Outro exemplo está nas sugestões de resposta. A IA pode consultar informações, interpretar a conversa e preparar uma mensagem para o atendente. Isso reduz o tempo gasto procurando procedimentos e escrevendo respostas repetitivas.

Por outro lado, permitir que a IA responda automaticamente a qualquer situação pode criar um atendimento rápido, mas distante. Uma resposta tecnicamente correta pode parecer indiferente diante de um cliente que está esperando há vários dias ou que já tentou resolver o mesmo problema diversas vezes.

Automatizar tudo não significa necessariamente atender melhor.

Dentro do ATweb, os bots e as automações podem cuidar de etapas previsíveis, como coletar dados iniciais, identificar o motivo do contato e encaminhar a conversa. A IA amplia essa capacidade ao entender mensagens mais naturais, sem depender apenas de menus rígidos ou palavras específicas.

Ainda assim, existe um momento em que a conversa precisa chegar a uma pessoa. Negociações, reclamações mais delicadas, exceções comerciais e decisões que envolvem responsabilidade não deveriam ficar completamente nas mãos de um modelo de inteligência artificial.

Por isso, acredito que o melhor uso da IA no atendimento esteja na combinação entre tecnologia, processos e pessoas.

O ATweb organiza os canais, os históricos e os fluxos da operação. A IA pode interpretar essas informações, encontrar padrões, resumir conversas, sugerir ações e reduzir tarefas repetitivas. O atendente, por sua vez, continua responsável por compreender as nuances, aplicar empatia e tomar decisões quando o processo padrão não é suficiente.
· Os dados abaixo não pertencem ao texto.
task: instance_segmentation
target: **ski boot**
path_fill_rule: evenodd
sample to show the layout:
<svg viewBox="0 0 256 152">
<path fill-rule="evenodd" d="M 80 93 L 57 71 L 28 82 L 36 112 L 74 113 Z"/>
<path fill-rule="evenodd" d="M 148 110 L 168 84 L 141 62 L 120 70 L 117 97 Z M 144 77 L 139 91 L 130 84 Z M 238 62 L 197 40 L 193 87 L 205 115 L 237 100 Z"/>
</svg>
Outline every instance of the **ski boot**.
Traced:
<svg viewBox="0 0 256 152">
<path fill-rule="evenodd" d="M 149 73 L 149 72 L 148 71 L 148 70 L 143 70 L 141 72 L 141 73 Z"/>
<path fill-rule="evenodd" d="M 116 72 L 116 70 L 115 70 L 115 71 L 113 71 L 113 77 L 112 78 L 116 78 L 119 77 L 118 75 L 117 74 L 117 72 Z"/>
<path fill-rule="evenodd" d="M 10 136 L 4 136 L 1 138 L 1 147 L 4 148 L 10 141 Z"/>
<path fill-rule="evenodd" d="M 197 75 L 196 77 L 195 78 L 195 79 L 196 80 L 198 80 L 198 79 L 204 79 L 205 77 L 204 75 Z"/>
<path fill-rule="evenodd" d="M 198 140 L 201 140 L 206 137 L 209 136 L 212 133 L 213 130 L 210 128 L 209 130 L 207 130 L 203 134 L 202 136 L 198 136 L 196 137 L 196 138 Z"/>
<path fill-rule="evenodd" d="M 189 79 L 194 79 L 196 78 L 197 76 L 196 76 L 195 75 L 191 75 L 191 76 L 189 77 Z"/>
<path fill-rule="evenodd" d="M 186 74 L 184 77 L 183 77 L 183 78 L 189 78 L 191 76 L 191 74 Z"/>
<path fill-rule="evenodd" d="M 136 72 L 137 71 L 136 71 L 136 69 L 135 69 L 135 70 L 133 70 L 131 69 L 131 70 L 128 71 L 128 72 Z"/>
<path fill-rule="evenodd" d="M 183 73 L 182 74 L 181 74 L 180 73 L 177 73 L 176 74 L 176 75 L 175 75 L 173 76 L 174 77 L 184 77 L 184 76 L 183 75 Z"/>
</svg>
A pergunta, portanto, não deveria ser apenas:

“Quantos atendimentos podemos automatizar?”

Talvez a pergunta mais importante seja:

“Como podemos usar a IA para que cada atendimento seja mais rápido, contextualizado e resolutivo?”

No fim, o papel da IA não precisa ser afastar as empresas de seus clientes. Quando bem aplicada, ela faz justamente o contrário: elimina parte do trabalho operacional para que as pessoas tenham mais tempo e informação para cuidar do que realmente importa.